Located amidst breathtaking scenery in central Greece is ancient Delphi, the site of the Sanctuary and Oracle of Apollo, the most important oracle in the classical Greek world and religion.Delphi was not only the site of the oracle, but was also a major site for the worship of the god Apollo after he slew the Python, a divine being who lived there and protected the navel of the earth.
His sacred precinct in Delphi was a Panhellenic sanctuary where every four years athletes from all over the Greek world competed in the Pythian Games, one of the four panhellenic games, the origin of the modern Olympics.
Delphi was honored throughout the Greek world as the site of the centre of the earth and the universe. In part of the Temple of Apollo, an eternal flame burned and in the foundation stories of several Greek colonies the founding colonists were first dedicated at Delphi.
For ancient Greeks, Delphi was literally the center of the world and according to Greek myth, Zeus released two eagles from opposite ends of the earth and they met in the sky above Delphi. Spearing one another with their beaks, they fell to the ground on the very center of the world, marked by the Omphalos, or 'navel" stone.
Regarded as the center of the world and the dwelling place of Apollo, Delphi attracted pilgrims from across the ancient world. Generals, kings, and individuals of all ranks came to the Oracle of Delphi to ask Apollo's advice on the best course to take in war, politics, love and family. After the inquirer made a sacrifice, a woman known as the Pythia uttered cryptic pronouncements which were then translated by a priest, known as an Oracle. However, the oracle of Delphi was abolished in 393 AD by Emperor Theodosius, who made Christianity the official religion of the Byzantine Empire.
The most ancient sacred site at Delphi, and perhaps the reason the site was chosen as the abode of Apollo, is the sacred Castalian Spring that wells up in a ravine in the mountains. It is connected with the chemical vapors that arise from the earth to inspire the Pythia's oracles. Two fountains fed by the sacred spring survive: The first being an ancient, early 6th century BC, fountain house with a marble-lined basin surrounded by benches. The second is a Roman fountain with niches for votive gifts. In classical times, all pilgrims to Delphi stopped here to ritually bathe before entering the sacred precinct.
Most visitors to Delphi follow the exact path along the 'Sacred Way" that was followed by ancient pilgrims and visitors to the site. The path begins at the southeast corner of the site and winds its way up the hillside, past ancient treasuries and monuments, to the Temple of Apollo.
At its peak, every available space along the Sacred Way at Delphi was filled with treasury buildings, statues and votive offerings. These were donated by important cities to thank the Oracle for helpful advice that led to victories and to establish a presence at the important site of Delphi.

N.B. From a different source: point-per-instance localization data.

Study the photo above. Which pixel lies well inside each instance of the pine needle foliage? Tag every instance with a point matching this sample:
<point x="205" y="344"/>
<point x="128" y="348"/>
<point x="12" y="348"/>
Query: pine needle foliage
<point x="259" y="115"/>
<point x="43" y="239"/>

The Temple of Apollo seen today at Delphi dates from the 4th century BC. There were two earlier temples on the site but the first was burned in 548, and the second was destroyed by an earthquake. Some archaic capitals and wall blocks are preserved from the first temple and many of wall blocks and some pediment sculptures are extant from the second.
In 1900 archaeological excavations began and exciting new studies of the site and its geology were carried out in the late 1990s. It was during this time that Delphi was designated a World Heritage site in terms of not only its historical significance but its scared rituals and idealist destination.